Highlights & Insights¶
- Framing “loss prediction as a better alternative to heuristic-based laws” is crucial: the authors reposition scaling law methodology as “loss model fitting + holdout evaluation,” enabling strict quantitative assessment and avoiding ever-more complex heuristic stacking.
- Using numerical integration instead of asymptotic closed-form is a powerful trick for mechanistic modeling: it retains the structure provided by theoretical derivation but abandons simplifications valid only in the limit, enabling precise prediction in finite practical settings—transferable to other theoretical-empirical gaps beyond scaling.
- The three-parameter power law spectrum (\(p, q, r\)) allows NQS to implicitly cover multiple asymptotic phases identified in Paquette et al., avoiding case analysis—this “covering phases via parameter space” approach is highly insightful for the field.
- Extension mechanisms similar to LayerNorm correction can handle lr schedule, batch schedule, etc.; the discussion suggests NQS can serve as a “scaling law sandbox” for task-specific optimizer design, with great potential.
Limitations & Future Work¶
- The effect of the lr parameter \(\gamma_0\) is larger in NQS than in real LLMs, indicating that lr modeling is still imprecise; currently, interactions between lr × batch / lr × model size cannot be predicted.
- \(s\) must be grid searched separately rather than jointly optimized with \(\theta\), which the authors admit is a numerical hack; ideally, it should be unified.
- The \(\theta\) inferred by NQS cannot be directly interpreted as the physical Hessian spectrum or noise strength; they remain fitting parameters—there is still a gap between mechanistic and interpretable.
- Experiments only cover Pythia / Llama families and the standard Adam optimizer; robustness to SGD, AdamW, Adafactor, and other optimizers is unknown.
- 7+1 degrees of freedom are more than Chinchilla’s 5; although there is no overfitting on holdout, more training points are needed for stable fitting, and the paper does not provide a recommended minimum data point count.
Related Work & Insights¶
- vs Chinchilla Method 3 (Hoffmann/Besiroglu): Chinchilla is a purely phenomenological power law \(L(N, D)\), which collapses after 20× extrapolation; NQS is a mechanistic model \(L(N, B, K)\), stable up to 4000× extrapolation, and explicitly models batch size for the first time.
- vs Noisy Quadratic Model (Zhang et al. 2019): NQM only models estimation error (bias + variance), and naively increasing \(N\) can increase loss; NQS adds projection to the first \(N\) dimensions and \(\mathcal{E}_{\mathrm{appx}}\)-like terms, correcting this unphysical behavior.
- vs Linear Regression Scaling (Bordelon et al.): Those only provide asymptotic expressions; NQS extends to the finite regime via numerical integration and explicitly incorporates mini-batch noise.

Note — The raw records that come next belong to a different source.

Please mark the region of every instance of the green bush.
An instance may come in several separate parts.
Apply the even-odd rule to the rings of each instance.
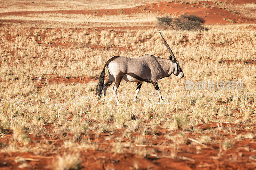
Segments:
[[[209,29],[203,26],[205,22],[204,18],[194,15],[181,15],[177,18],[166,16],[156,17],[156,19],[159,25],[167,28],[170,26],[173,29],[188,30]]]

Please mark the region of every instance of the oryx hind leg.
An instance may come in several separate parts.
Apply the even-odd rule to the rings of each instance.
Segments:
[[[108,66],[107,66],[107,68],[108,68],[108,75],[109,75],[109,77],[108,77],[108,81],[105,83],[104,85],[103,86],[103,96],[102,97],[102,102],[103,102],[105,101],[105,99],[106,96],[106,92],[108,88],[112,84],[114,81],[115,81],[115,77],[113,76],[112,74],[109,71],[109,70],[108,68]]]
[[[140,88],[141,87],[142,83],[143,83],[143,82],[138,82],[138,83],[137,83],[137,87],[136,88],[136,92],[135,93],[135,96],[134,96],[134,98],[133,100],[134,102],[135,102],[136,101],[137,95],[138,95],[138,93],[140,90]]]
[[[116,99],[116,103],[117,104],[119,104],[119,101],[118,100],[117,98],[117,95],[116,94],[116,91],[117,90],[117,88],[120,85],[120,82],[121,82],[123,78],[123,76],[119,76],[116,77],[115,77],[115,83],[114,83],[114,86],[113,86],[113,94],[115,96],[115,98]]]
[[[103,102],[105,101],[105,99],[106,96],[106,92],[108,88],[112,84],[112,83],[115,81],[115,78],[114,76],[109,74],[109,77],[108,78],[108,81],[105,83],[104,85],[103,86],[103,96],[102,97],[102,102]]]
[[[163,100],[163,98],[161,96],[161,93],[160,91],[160,89],[159,89],[159,87],[158,86],[158,83],[157,83],[157,82],[156,81],[156,82],[155,83],[152,82],[152,84],[154,86],[155,89],[156,90],[157,93],[158,93],[158,95],[159,96],[159,98],[160,98],[160,102],[161,103],[162,103],[164,102],[164,100]]]

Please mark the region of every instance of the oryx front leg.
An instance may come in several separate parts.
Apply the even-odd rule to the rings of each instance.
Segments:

- vs Bergsma et al. optimal batch fitting: Those are loss-model-free heuristic rules; NQS provides a unified framework modeling both loss and optimal configuration, and can handle compound resource constraints.
Rating¶
- Novelty: ⭐⭐⭐⭐⭐ First scaling law to incorporate batch size into a mechanistic loss model, boosting extrapolation capability by two orders of magnitude.
- Experimental Thoroughness: ⭐⭐⭐⭐ Pythia + OWT2 + Llama + LM1B + compound resource cases all covered, with detailed extrapolation curves.
- Writing Quality: ⭐⭐⭐⭐ Flows from Chinchilla’s limitations → three theoretical inspirations → mechanistic construction → ablation in one coherent narrative.
- Value: ⭐⭐⭐⭐⭐ Directly serves industrial-scale pretraining planning, greatly reducing the cost of expensive scaling sweeps.